Insulin and insulin-like growth factor-I responsiveness and signalling mechanisms in C2C12 satellite cells: effect of differentiation and fusion

• Published in: Biochimica et biophysica acta Vol. 1355; no. 2; pp. 167 - 176
• Main Authors: Palmer, R M, Thompson, M G, Knott, R M, Campbell, G P, Thom, A, Morrison, K S
• Format: Journal Article
• Language: English
• Published: Netherlands 04.02.1997
• Subjects: Animals; Cell Differentiation; Cell Fusion; Cell Line; Cyclooxygenase Inhibitors - pharmacology; Glucose - metabolism; Insulin - pharmacology; Insulin-Like Growth Factor I - pharmacology; Mice; Muscle, Skeletal - drug effects; Muscle, Skeletal - metabolism; Phospholipase D - metabolism; Phospholipases A - antagonists & inhibitors; Phospholipases A2; Protein Biosynthesis; Protein Kinase C - antagonists & inhibitors; Protein-Serine-Threonine Kinases - metabolism; Receptor, IGF Type 1 - analysis; Receptor, Insulin - analysis; Ribosomal Protein S6 Kinases; RNA, Messenger - analysis; Signal Transduction; Type C Phospholipases - metabolism
• ISSN: 0006-3002; 0167-4889
• DOI: 10.1016/S0167-4889(96)00127-9

In proliferating C2C12 myoblasts, serum and physiological concentrations of insulin and IGF-I stimulated protein synthesis and RNA accretion.
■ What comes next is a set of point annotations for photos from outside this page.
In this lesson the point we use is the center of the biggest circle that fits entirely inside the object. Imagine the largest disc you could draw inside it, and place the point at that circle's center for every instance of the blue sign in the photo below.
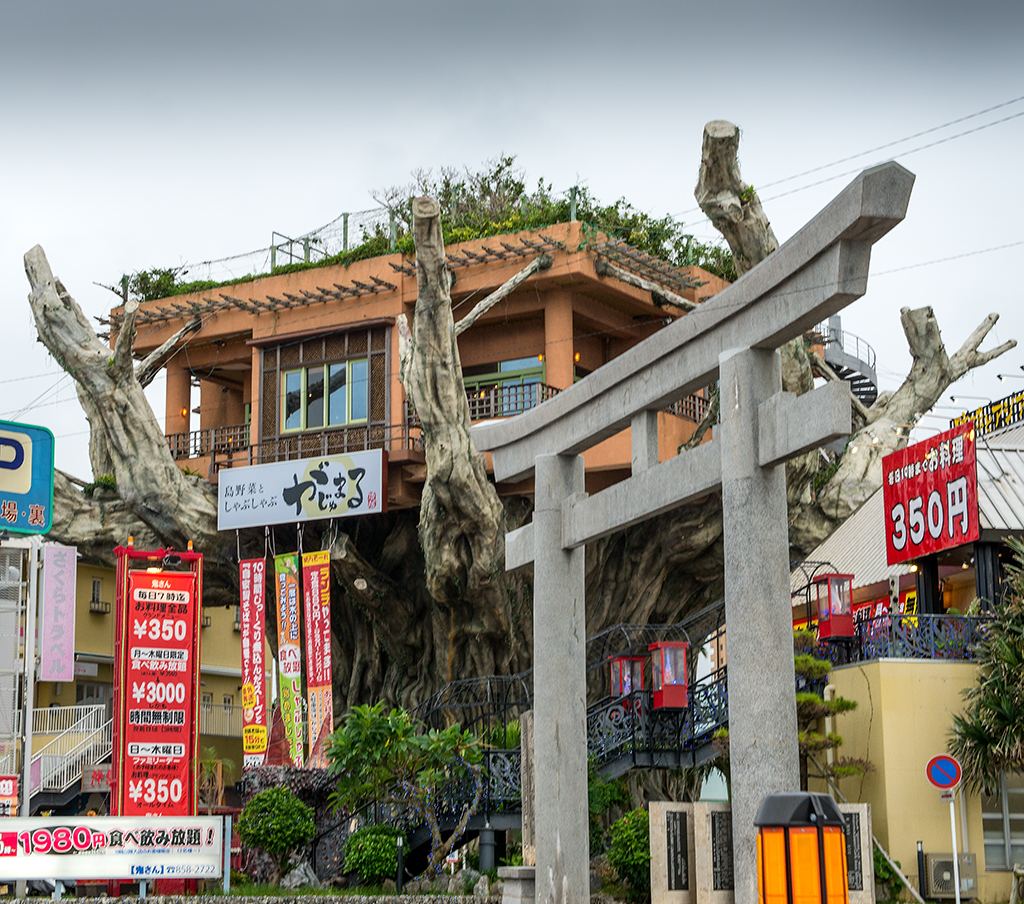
(26, 478)
(944, 772)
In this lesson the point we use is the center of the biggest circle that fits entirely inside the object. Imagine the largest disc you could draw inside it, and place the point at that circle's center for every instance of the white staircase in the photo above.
(83, 736)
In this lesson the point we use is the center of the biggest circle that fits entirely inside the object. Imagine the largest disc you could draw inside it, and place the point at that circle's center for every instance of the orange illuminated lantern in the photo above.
(801, 851)
(835, 605)
(627, 675)
(668, 660)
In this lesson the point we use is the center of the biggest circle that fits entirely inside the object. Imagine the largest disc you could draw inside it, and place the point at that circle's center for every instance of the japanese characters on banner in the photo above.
(316, 585)
(995, 415)
(931, 494)
(252, 587)
(8, 795)
(111, 847)
(56, 615)
(287, 492)
(290, 652)
(160, 668)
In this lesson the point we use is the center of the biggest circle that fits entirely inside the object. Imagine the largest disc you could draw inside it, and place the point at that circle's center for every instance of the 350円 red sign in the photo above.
(931, 496)
(160, 691)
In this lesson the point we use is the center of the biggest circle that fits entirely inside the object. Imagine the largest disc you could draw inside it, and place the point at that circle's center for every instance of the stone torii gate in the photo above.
(734, 338)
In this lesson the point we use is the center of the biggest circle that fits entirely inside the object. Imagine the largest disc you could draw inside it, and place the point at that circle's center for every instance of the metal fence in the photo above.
(921, 637)
(345, 231)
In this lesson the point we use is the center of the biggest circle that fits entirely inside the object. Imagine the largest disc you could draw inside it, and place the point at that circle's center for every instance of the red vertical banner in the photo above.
(931, 494)
(320, 689)
(290, 652)
(252, 598)
(158, 712)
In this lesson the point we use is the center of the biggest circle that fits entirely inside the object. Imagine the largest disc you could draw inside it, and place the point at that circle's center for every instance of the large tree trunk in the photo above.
(125, 435)
(734, 209)
(397, 635)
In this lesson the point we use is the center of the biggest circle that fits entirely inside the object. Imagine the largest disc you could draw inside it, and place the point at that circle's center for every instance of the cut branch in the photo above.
(660, 295)
(126, 441)
(147, 369)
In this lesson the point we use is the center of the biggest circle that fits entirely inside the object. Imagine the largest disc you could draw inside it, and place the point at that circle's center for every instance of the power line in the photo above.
(930, 144)
(878, 147)
(942, 260)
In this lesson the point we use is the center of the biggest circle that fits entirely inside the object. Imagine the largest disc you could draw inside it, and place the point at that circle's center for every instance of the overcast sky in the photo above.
(143, 134)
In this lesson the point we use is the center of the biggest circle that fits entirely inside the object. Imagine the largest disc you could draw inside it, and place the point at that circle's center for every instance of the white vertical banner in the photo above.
(56, 614)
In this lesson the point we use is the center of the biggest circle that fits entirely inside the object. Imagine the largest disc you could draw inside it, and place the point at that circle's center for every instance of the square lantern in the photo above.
(801, 851)
(835, 605)
(627, 675)
(669, 674)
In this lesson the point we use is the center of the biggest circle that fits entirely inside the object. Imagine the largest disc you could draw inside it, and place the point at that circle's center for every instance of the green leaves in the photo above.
(388, 758)
(279, 822)
(630, 853)
(988, 737)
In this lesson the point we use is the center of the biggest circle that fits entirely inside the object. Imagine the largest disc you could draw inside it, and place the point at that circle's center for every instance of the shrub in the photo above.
(278, 822)
(373, 853)
(630, 854)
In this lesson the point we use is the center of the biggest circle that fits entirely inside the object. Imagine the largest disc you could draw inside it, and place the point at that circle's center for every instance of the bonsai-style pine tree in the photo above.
(988, 737)
(811, 664)
(278, 822)
(386, 758)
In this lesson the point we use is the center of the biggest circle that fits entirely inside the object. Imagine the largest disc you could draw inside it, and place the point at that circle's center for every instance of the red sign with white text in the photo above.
(320, 701)
(931, 494)
(252, 589)
(160, 691)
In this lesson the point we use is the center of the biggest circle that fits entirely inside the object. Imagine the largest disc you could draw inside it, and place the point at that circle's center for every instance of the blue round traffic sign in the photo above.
(944, 772)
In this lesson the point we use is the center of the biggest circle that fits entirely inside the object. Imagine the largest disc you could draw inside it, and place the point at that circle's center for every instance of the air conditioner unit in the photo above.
(939, 875)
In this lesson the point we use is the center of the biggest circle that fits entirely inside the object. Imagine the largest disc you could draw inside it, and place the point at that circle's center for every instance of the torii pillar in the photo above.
(734, 337)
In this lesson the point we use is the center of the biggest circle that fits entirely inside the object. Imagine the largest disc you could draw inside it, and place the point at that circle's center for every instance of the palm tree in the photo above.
(988, 738)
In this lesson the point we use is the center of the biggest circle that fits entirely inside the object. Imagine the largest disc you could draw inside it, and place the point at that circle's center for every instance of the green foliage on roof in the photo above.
(493, 201)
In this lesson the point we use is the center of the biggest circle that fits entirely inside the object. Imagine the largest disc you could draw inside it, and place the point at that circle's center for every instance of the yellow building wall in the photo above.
(903, 718)
(220, 648)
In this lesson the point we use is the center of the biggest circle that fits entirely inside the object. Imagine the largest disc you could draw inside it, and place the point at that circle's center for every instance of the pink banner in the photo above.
(320, 701)
(56, 615)
(252, 591)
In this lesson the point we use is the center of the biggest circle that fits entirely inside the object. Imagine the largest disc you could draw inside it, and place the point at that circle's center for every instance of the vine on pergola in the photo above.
(422, 597)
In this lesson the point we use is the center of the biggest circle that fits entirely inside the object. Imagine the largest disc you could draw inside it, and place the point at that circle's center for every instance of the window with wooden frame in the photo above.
(325, 394)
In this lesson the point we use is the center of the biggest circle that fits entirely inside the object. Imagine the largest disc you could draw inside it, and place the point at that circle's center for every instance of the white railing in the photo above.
(57, 720)
(87, 739)
(220, 720)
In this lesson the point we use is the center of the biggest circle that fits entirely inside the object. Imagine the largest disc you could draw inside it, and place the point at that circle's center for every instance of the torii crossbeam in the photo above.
(733, 338)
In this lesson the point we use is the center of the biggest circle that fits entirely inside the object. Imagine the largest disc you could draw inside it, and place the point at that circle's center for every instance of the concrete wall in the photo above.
(903, 719)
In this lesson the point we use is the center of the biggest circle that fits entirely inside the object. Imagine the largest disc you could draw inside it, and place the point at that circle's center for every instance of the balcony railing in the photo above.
(847, 342)
(691, 407)
(198, 443)
(228, 446)
(220, 720)
(56, 720)
(911, 637)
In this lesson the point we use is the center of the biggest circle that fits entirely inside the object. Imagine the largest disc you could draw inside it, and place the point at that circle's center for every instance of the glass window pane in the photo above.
(314, 397)
(518, 364)
(360, 390)
(338, 398)
(293, 400)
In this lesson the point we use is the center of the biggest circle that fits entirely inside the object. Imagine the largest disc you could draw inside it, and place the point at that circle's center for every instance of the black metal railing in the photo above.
(921, 637)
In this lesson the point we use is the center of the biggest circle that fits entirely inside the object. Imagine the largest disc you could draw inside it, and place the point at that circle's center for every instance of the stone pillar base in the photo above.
(520, 887)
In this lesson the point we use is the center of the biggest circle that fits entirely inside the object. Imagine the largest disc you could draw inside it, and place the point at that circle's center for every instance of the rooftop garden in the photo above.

After fusion, the multinucleated myotubes remained responsive to serum but not to insulin or IGF-I, even though both insulin and type-I IGF receptor mRNAs increased in abundance. Protein synthetic responses to insulin and IGF-I in myoblasts were not inhibited by dexamethasone, ibuprofen or Ro-31-8220, thus phospholipase A2, cyclo-oxygenase and protein kinase C did not appear to be involved in the signalling mechanisms. Neither apparently were polyphosphoinositide-specific phospholipase C or phospholipase D since neither hormone increased inositol phosphate, phosphatidic acid, choline or phosphatidylbutanol production. Only the phosphatidylinositol-3-kinase inhibitor, wortmannin, and the 70 kDa S6-kinase inhibitor, rapamycin, wholly or partially blocked the effects of insulin and IGF-I on protein synthesis. 2-deoxyglucose uptake remained responsive to insulin and IGF-I after fusion and was also inhibited by wortmannin. The results suggest that the loss of responsiveness after fusion is not due to loss of receptors, but to the uncoupling of a post-receptor pathway, occurring after the divergence of the glucose transport and protein synthesis signalling systems, and that, if wortmannin acts at a single site, this is prior to that point of divergence.